Re: please read this a.s.a.p

From: Erich Hoyt (e.hoyt@virginnet.co.uk)
Date: Fri Jan 07 2000 - 17:04:12 EST


Dear Sara

There are thousands of different kinds of jobs that one could do as a marine
biologist. It could mean working with whales, dolphins, seals, sea lions,
any kind of fish, molluscs, plankton, even bacteria which are found in the
deep sea hot springs! The jobs could be indoors or outdoors, usually some of
both, and of course could take place anywhere in the world where there is an
ocean. At least 150 countries and island states have marine coastlines.

Some of the actual jobs include: whale watch guide or naturalist, teacher or
professor, marine veterinarian, field biologist, laboratory technician,
government researcher, government manager, conservationist, writer,
broadcaster. Many marine biologists do several of the above during their
career, as well as many other things.

The amount of schooling you need depends upon what you eventually want to do
in the above list but a university course which includes marine biology
courses will start you out on the right track. However, a broad education is
extremely useful and it should include a wide range of courses at every
level.

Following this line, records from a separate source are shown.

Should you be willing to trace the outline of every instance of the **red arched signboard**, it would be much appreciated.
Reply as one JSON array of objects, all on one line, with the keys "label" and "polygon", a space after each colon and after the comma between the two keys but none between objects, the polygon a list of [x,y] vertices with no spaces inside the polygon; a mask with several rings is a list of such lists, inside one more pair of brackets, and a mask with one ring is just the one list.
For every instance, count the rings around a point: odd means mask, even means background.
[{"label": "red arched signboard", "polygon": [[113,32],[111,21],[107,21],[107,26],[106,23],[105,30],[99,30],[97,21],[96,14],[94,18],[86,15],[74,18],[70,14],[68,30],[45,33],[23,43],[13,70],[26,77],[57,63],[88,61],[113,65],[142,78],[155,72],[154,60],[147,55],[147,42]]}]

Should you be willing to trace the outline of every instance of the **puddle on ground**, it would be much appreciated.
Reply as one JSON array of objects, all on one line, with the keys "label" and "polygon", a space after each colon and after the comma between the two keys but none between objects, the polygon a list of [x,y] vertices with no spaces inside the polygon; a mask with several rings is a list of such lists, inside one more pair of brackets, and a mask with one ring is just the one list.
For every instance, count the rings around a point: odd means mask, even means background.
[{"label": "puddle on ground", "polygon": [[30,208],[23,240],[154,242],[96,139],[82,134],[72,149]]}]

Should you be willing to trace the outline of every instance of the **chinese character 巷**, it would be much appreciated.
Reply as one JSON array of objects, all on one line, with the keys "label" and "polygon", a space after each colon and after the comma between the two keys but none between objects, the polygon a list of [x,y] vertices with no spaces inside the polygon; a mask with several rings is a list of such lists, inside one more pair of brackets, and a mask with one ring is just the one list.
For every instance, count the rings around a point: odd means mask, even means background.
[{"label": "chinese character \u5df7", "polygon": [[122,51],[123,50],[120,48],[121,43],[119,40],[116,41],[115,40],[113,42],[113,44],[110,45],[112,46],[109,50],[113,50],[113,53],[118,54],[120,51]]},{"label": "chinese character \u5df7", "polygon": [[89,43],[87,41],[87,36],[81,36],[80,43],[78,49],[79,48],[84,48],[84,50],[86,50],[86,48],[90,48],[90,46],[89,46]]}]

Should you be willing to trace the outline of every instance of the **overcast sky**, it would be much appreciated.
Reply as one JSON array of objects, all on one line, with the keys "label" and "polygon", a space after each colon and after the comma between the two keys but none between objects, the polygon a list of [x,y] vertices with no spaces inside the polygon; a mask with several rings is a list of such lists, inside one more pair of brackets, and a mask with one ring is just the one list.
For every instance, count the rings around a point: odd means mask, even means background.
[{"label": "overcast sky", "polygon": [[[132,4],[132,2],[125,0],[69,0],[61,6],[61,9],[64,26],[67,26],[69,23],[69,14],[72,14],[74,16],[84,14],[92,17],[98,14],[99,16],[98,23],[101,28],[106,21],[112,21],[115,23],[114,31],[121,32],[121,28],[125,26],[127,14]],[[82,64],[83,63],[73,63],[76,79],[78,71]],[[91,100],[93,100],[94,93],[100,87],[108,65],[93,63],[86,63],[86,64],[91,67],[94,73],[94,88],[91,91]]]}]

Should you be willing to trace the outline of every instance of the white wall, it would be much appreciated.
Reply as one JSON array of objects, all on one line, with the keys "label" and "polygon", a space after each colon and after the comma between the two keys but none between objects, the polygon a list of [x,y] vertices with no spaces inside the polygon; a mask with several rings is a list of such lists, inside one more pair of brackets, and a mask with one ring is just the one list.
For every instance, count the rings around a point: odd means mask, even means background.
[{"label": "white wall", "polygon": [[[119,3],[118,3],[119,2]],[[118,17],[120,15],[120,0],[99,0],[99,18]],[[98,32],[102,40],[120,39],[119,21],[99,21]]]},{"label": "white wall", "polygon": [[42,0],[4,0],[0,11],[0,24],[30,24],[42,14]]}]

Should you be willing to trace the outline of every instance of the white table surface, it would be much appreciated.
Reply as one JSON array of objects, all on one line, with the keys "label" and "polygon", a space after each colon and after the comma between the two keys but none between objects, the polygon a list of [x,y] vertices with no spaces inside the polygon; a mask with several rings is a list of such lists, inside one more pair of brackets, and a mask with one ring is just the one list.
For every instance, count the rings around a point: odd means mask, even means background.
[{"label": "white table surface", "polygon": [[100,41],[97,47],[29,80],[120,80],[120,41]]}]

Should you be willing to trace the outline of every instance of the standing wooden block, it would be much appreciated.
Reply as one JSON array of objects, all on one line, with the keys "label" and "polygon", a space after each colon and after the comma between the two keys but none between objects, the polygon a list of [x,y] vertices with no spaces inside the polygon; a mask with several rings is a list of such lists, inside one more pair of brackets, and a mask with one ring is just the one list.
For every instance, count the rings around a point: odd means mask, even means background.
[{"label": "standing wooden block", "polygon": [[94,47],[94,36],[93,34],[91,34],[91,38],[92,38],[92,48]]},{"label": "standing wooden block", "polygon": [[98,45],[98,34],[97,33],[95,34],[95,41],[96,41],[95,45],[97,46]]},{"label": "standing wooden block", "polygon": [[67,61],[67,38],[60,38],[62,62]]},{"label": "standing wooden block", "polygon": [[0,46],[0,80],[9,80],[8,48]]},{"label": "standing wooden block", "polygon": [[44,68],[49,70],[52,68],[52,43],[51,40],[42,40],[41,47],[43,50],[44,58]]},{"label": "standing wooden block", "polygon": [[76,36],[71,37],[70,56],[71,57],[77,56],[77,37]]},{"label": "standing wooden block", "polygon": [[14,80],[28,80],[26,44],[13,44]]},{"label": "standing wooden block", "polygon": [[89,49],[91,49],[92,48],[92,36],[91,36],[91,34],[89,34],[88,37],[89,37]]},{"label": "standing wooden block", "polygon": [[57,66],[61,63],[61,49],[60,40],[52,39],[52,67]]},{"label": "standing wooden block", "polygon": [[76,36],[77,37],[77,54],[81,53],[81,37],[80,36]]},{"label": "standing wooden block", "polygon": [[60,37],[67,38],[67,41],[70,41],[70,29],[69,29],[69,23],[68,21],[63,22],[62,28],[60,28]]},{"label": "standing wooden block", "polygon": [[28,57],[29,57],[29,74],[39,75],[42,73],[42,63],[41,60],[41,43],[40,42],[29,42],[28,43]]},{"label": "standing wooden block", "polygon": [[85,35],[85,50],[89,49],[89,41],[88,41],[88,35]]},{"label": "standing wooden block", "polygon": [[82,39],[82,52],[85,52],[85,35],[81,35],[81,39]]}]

Not all marine biologists have PhDs but many find it useful for
obtaining certain jobs.

Probably the most important thing is enthusiasm, raw drive, and dedication.

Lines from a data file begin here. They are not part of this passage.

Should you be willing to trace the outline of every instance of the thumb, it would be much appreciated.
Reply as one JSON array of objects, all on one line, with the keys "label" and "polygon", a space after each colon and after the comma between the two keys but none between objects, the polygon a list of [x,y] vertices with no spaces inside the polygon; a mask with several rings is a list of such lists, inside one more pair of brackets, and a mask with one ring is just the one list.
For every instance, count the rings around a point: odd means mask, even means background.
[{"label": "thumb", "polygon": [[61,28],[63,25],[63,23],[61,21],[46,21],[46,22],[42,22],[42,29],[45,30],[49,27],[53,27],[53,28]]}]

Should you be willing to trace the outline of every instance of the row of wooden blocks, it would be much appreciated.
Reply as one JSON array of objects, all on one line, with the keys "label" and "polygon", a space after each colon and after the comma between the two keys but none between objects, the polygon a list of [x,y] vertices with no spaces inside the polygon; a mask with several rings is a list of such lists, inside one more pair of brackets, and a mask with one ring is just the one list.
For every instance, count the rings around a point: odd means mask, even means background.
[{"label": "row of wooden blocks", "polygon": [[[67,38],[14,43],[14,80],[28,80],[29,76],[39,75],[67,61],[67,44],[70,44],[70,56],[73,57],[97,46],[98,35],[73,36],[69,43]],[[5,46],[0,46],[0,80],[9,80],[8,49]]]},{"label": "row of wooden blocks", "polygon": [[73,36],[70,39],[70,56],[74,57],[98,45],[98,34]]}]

In my own career, I started in the early 1970s as a film maker and my
introduction to marine biology was being asked to film orcas in the wild as
part of a film crew. First we had to find them and learn about them. I ended
up spending a whole summer living with 3 pods or family groups of orcas and
going back (off northern Vancouver island) to see them for 7 summers
thereafter, finally writing a book and many articles about them. My income
came from survey work, selling my writing and photography on whales, but in
the early years I lived mainly on enthusiasm.

The pay can vary tremendous from volunteer work to $100,000 a year or more.
According to a 1990 survey of mammalogists in the US, nearly half were
earning more than $40,000 a year while 1/5 earned between $30,000 and
$40,000.

I hope this helps. If you or your school would like a little booklet on
strategies for pursuing a career in marine mammal science, I would be happy
to send you a copy if you send your address. As I live in Scotland, it may
take a week to arrive by mail.

Good luck on your project and in your career!

Erich Hoyt

----------
>From: "sara shannon" <salysh@hotmail.com>
>To: e.hoyt@virginnet.co.uk
>Subject: please read this a.s.a.p
>Date: Thu, Jan 6, 2000, 11:46 PM
>

> Hi, my name is Sara and i'm doing a report on what I want to be
> when i grow up. I want to be a Marine Biologist. And i was hoping that you
> could send me some information on what they do, what kind of schooling you
> need, and how much do you get payed EXT. thanks for your time and hpoe to
> hear from you real soon!
>
>
> p.s. I heard that you spent 7 summers with orcas! that is really cool.
> I saw then when I went to Sea World in Florida.